Supplementary Figure 7: Pi predictors, network effect, and negative control.
From: A genetics-led approach defines the drug target landscape of 30 immune-related traits

a, Performance comparisons for individual predictors across traits (within Pi and direct use). Measured by area under the curve (AUC) separating gold standard positives (GSPs) and gold standard negatives (stimulated). Analysing using GSPs based on either targets of phase 2 and above (left), targets of drugs at phase 3 and above (middle) or approved drug targets (right). Direct use of immune annotations without knowledge of genomic seed genes is much less predictive of drug targets. Notably, such analysis restricted to traits with >10 targets, that is, 16 traits based on targets of phase 2 and above (left), 11 traits based on phase 3 and above (middle), and 5 traits based on approved drug targets (right). b, Optimizing components of Pi predictors.
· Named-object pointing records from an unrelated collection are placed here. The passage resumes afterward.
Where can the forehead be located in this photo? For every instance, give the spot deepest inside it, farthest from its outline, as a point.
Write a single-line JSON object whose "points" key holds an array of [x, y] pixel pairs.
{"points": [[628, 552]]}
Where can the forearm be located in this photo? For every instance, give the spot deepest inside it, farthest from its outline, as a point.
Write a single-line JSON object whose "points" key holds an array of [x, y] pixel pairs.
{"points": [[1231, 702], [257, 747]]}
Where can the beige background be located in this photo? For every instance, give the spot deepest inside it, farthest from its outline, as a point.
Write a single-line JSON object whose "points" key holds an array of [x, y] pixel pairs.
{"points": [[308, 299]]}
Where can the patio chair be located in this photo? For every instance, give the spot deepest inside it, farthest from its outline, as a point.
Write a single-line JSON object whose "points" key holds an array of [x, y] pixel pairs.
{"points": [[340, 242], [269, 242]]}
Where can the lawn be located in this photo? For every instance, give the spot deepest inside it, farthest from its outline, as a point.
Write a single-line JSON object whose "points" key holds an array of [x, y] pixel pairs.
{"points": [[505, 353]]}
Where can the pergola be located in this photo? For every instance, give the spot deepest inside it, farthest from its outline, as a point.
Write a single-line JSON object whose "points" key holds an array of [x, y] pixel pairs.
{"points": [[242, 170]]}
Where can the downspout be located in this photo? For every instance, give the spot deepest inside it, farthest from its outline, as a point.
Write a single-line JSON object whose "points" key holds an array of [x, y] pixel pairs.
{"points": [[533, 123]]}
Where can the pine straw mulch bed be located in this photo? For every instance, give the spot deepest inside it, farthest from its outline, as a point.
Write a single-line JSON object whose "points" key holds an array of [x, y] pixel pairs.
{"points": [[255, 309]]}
Comparing individual predictors (x-axis) constructed using both seed genes and non-seed genes (left) and using only seed genes (without incorporating network connectivity, right). GSPs are based on target genes of drugs at phase 2 and above. c, Scatter plot showing relationship between network degree and priority rank (all 30 traits with a total of n = 1,200 dots). Correlation based on Spearman’s rank test (two-sided). d, Negative control for enrichment of immune drug targets. Left: schematic illustration of use of Experimental Factor Ontology (EFO) tree to select immune mediated GWAS disease traits and non-immune GWAS disease traits. Right: target set enrichment analysis (TSEA) for approved immune drug targets in the Pi prioritized gene list taking as inputs GWAS SNPs from immune mediated diseases (in blue) or from exclusively non-immune mediated diseases (in yellow), with sensitivity assessed by removing different percentages of GWAS SNPs. The horizontal line in grey indicates the Bonferroni-adjusted P-value threshold at 0.05.